Utzon has explained that the two ideas that inspired his Sydney Opera House design were the organic forms of nature, and the desire to create sensory experiences to bring pleasure to the building's patrons. He used shapes and materials in an unprecedented way to make this happen. The white Swedish tiles covering the shells give the Opera House its own vitality and moods. Professor of Architecture at Cardiff University, Richard Weston, described them as 'some of the most alive surfaces in architecture, by turn flaring with diamonds of light; sheer dazzling white in full sun, pearlescent in shadow; or glowing cream, pink or ochre as they return the ambient light'.
Building the Opera House
The engineering company Ove Arup and Partners accepted the challenge to construct the building. It took 16 years to build and in the process pushed architectural and engineering knowledge to its limits.
The Opera House Lottery
Throughout these years, delays and mounting costs dogged development. A creative solution was found to fund the venture and the revenue-raising Opera House Lottery was established, collecting some $102 million from 496 lotteries. This was almost the cost of the Opera House.
The technical challenge of how to construct the sculptural sail-like roof shells took Utzon and Ove Arup and Partners more than four years to solve. When they found the solution, they then had to revisit some of their earlier construction work and rebuild and strengthen the foundations so that they could support the revised structures. Issues such as this fuelled controversy and took their toll on the troubled relationship between the New South Wales Government and the architect. In 1966, this relationship shattered beyond repair and Jørn Utzon resigned. Architects Todd, Hall and Littlemore completed the job over the next seven years.
Leading the way in building design and construction
In every respect, the Sydney Opera House is a leading edge structure. Its construction, at a time of international experimentation in modern architecture, led to a number of technical and creative solutions that were pioneering in the history of building design and construction in Australia. The cutting-edge nature of the technology used for the Opera House led to the establishment of a testing laboratory at the University of New South Wales, making it one of the first organisations in the world to commercialise university research.
The Opera House was built as a performance venue and includes a concert hall, opera and drama theatres, a playhouse and studio.
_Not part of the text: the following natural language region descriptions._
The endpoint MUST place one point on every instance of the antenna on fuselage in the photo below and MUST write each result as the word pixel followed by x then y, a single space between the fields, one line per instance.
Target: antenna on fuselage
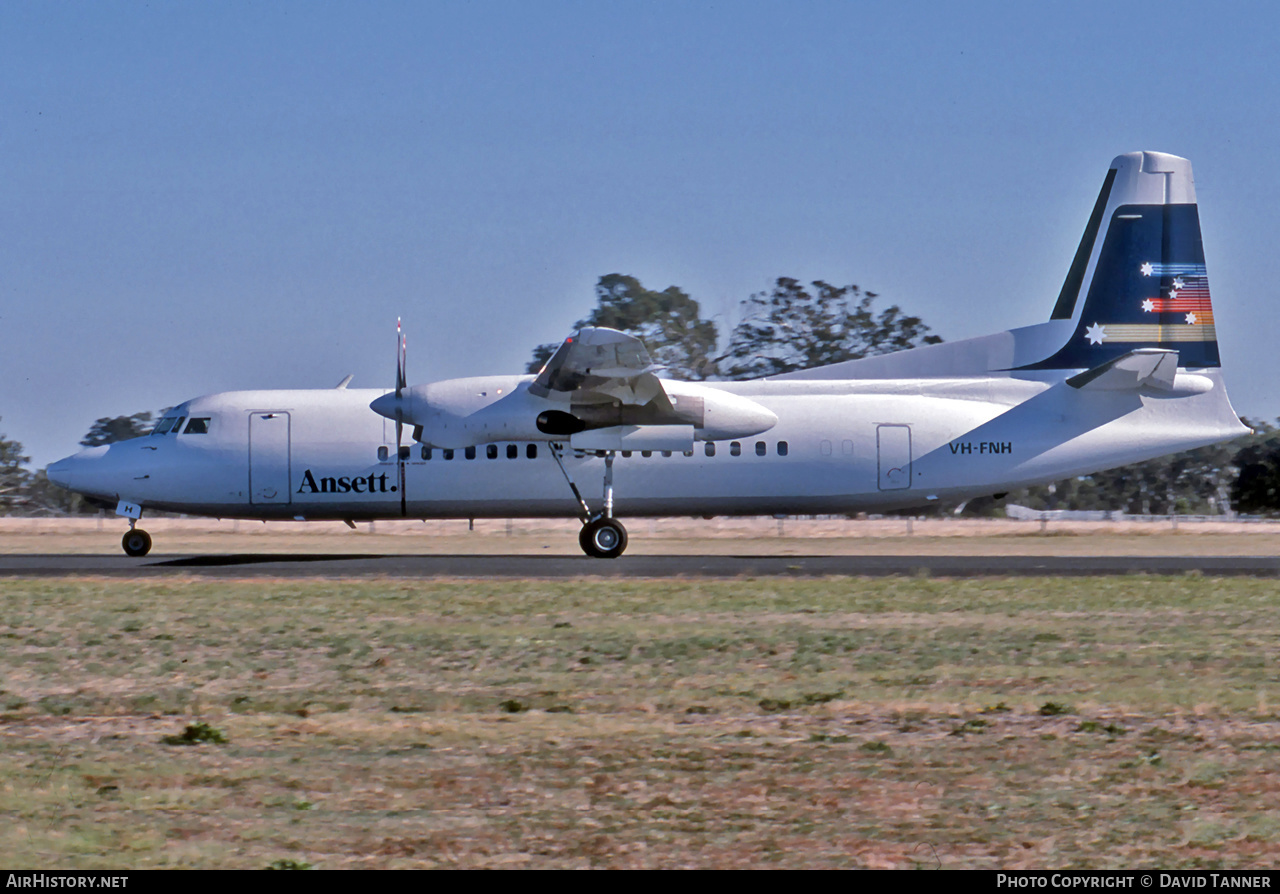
pixel 400 407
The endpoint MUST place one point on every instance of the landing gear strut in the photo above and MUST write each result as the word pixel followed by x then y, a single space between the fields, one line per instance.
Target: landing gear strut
pixel 602 536
pixel 136 542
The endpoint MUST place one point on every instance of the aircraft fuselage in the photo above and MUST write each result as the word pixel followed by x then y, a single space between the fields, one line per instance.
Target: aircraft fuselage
pixel 837 447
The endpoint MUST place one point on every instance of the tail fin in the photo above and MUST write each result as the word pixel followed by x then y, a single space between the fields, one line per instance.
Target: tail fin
pixel 1146 286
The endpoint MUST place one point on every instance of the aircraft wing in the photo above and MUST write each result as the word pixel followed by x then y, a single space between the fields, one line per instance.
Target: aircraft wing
pixel 598 364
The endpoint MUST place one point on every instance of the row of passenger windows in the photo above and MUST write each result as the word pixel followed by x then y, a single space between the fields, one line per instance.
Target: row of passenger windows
pixel 512 451
pixel 173 425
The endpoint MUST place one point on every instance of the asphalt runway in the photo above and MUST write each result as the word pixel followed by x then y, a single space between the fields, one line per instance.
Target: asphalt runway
pixel 338 565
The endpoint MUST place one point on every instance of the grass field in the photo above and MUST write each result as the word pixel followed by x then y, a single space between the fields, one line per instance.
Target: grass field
pixel 890 723
pixel 671 537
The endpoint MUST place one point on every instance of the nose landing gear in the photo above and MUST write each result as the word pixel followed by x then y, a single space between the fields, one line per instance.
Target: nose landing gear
pixel 136 542
pixel 602 536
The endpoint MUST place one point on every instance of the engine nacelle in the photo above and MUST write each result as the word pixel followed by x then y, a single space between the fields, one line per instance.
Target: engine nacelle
pixel 466 413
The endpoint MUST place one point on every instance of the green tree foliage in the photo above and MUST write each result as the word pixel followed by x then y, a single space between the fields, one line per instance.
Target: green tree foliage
pixel 1206 480
pixel 1257 486
pixel 792 327
pixel 14 477
pixel 109 429
pixel 667 322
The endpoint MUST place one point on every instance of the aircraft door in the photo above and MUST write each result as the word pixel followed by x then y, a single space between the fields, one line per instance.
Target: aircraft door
pixel 269 457
pixel 894 456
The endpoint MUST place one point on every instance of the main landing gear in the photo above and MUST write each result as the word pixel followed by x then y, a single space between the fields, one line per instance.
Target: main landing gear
pixel 136 541
pixel 602 536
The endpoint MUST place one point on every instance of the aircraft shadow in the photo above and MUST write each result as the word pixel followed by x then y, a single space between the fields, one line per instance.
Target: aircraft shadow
pixel 259 559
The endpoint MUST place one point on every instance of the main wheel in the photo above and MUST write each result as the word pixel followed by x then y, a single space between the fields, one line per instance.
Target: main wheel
pixel 603 538
pixel 136 542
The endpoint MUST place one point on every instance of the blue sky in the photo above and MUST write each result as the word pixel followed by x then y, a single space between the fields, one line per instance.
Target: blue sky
pixel 211 196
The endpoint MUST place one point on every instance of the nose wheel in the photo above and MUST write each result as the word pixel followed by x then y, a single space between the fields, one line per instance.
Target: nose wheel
pixel 136 542
pixel 603 538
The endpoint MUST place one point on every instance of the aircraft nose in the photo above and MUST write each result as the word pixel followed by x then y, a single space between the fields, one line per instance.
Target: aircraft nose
pixel 72 471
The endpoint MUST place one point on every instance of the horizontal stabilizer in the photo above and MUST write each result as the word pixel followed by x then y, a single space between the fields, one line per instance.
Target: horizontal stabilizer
pixel 1146 366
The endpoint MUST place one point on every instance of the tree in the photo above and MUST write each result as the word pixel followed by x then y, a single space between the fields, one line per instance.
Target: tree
pixel 109 429
pixel 791 328
pixel 14 478
pixel 1242 473
pixel 667 322
pixel 1256 489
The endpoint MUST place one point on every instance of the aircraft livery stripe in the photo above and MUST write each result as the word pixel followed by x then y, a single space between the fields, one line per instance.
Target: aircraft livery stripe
pixel 1137 332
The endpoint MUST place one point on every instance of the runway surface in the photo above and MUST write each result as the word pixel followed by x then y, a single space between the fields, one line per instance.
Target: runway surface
pixel 302 565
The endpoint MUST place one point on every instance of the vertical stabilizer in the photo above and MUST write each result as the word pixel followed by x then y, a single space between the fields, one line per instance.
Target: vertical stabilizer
pixel 1138 278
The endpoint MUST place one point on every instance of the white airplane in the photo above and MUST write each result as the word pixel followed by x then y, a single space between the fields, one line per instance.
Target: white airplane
pixel 1125 369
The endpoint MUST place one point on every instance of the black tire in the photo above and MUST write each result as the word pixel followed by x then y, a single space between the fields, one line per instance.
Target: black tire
pixel 603 538
pixel 136 542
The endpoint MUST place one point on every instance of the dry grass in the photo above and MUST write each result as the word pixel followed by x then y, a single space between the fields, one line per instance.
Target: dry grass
pixel 753 723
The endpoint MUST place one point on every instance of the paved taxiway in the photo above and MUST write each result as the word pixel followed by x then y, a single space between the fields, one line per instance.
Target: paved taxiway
pixel 275 565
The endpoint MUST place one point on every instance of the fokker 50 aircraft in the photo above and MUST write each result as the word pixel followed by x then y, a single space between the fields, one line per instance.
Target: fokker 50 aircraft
pixel 1125 369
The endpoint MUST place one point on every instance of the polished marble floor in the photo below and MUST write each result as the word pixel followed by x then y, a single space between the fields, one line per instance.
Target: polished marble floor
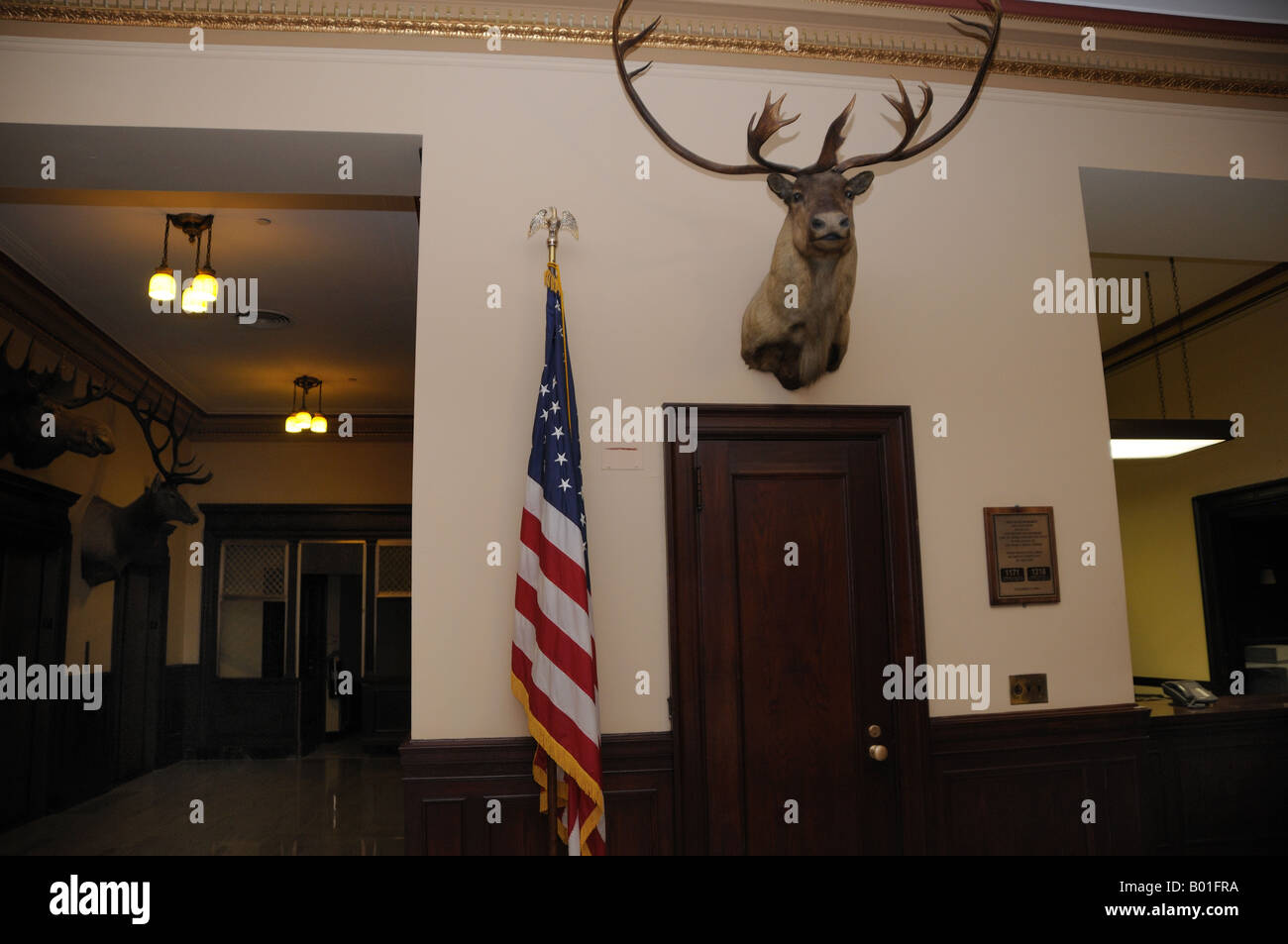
pixel 335 801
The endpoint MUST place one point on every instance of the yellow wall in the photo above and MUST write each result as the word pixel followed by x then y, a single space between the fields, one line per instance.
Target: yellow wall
pixel 308 472
pixel 943 321
pixel 1237 367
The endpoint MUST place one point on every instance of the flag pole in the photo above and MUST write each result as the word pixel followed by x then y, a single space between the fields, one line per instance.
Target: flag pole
pixel 553 222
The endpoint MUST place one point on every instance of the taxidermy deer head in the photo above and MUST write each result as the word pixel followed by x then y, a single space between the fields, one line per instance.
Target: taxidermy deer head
pixel 112 536
pixel 798 323
pixel 27 398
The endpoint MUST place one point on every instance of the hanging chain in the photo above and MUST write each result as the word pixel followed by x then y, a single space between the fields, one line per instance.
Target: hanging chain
pixel 1158 362
pixel 1180 329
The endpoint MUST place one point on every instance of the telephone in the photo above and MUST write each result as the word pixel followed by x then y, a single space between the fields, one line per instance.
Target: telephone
pixel 1188 694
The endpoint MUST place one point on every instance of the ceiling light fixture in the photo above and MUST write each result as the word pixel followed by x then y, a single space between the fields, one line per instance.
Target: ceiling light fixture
pixel 1164 438
pixel 301 419
pixel 204 287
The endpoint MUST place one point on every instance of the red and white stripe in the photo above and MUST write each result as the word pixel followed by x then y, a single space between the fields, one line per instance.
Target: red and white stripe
pixel 553 664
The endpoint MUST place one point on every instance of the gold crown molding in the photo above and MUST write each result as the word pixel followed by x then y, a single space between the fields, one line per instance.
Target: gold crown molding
pixel 1052 21
pixel 708 40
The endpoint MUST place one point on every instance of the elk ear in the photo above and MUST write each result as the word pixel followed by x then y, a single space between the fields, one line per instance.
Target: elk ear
pixel 858 184
pixel 781 185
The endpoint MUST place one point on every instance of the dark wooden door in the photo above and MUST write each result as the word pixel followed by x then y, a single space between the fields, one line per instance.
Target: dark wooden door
pixel 138 665
pixel 35 546
pixel 794 591
pixel 313 613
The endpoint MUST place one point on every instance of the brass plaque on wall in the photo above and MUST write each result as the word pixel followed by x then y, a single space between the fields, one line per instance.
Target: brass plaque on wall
pixel 1021 566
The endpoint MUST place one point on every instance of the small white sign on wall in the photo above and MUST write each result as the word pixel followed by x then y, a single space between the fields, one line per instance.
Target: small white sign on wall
pixel 621 458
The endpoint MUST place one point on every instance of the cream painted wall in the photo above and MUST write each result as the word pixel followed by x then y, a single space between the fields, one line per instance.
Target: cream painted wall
pixel 1239 367
pixel 943 321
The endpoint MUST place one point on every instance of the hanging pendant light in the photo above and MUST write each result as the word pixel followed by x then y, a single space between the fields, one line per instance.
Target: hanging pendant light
pixel 192 301
pixel 205 286
pixel 301 419
pixel 317 424
pixel 161 284
pixel 1164 438
pixel 202 288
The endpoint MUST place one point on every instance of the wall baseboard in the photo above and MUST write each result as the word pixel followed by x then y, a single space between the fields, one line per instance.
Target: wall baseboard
pixel 1017 784
pixel 447 786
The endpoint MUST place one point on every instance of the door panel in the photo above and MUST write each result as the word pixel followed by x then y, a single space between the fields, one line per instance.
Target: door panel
pixel 138 664
pixel 787 609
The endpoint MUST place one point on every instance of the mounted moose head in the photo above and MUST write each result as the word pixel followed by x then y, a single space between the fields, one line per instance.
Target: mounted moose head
pixel 27 397
pixel 114 536
pixel 815 250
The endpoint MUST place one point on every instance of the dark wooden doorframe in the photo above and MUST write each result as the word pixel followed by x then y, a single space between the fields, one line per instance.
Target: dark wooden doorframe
pixel 892 429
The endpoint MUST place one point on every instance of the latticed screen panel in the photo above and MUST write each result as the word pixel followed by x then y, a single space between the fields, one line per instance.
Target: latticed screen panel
pixel 394 570
pixel 256 570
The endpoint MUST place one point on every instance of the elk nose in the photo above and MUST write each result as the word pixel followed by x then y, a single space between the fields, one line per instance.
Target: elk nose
pixel 829 226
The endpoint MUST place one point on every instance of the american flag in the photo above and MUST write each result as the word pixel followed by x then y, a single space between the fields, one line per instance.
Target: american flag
pixel 553 660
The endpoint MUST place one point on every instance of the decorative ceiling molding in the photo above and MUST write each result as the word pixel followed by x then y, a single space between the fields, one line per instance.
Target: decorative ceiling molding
pixel 900 35
pixel 29 305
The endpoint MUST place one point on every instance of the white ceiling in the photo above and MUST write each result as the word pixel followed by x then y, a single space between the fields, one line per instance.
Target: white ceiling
pixel 342 265
pixel 1149 214
pixel 1220 232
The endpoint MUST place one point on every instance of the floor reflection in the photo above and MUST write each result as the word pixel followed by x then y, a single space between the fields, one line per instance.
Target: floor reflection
pixel 316 805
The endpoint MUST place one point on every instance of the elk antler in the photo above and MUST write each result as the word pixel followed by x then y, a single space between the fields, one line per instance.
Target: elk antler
pixel 758 130
pixel 771 120
pixel 901 151
pixel 146 412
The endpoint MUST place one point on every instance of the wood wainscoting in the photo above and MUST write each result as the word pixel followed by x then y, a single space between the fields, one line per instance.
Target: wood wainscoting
pixel 1164 781
pixel 1016 784
pixel 447 786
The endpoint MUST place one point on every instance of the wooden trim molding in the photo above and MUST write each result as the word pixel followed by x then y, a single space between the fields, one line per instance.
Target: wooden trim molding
pixel 1034 47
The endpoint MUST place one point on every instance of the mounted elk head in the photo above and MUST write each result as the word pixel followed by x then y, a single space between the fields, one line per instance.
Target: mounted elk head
pixel 798 323
pixel 114 536
pixel 37 420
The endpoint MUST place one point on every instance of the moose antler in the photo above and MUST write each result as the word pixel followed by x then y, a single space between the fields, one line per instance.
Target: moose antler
pixel 771 120
pixel 146 412
pixel 51 382
pixel 63 391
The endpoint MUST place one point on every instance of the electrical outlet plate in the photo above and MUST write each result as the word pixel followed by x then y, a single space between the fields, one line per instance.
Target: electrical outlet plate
pixel 1028 689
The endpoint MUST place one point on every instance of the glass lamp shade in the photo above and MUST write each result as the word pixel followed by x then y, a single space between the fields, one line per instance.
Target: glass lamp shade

In the years since its opening by Queen Elizabeth II on 20 October 1973, it has provided a fitting showcase for some of the world's most renowned artists including Ella Fitzgerald, Miriam Makeba, kd lang, Billy Connolly, John Williams, Dame Joan Sutherland, Bryn Terfel, Mel Gibson, Philip Glass, Luciano Pavarotti, and the Sydney Symphony Orchestra.
The Sydney Opera House is the extraordinary expression of an architect's vision, a government's will, engineering and public hopes. Above all, it is now a vibrant entity in the Australian psyche – a reflection of what this nation is, and what it aspires to be.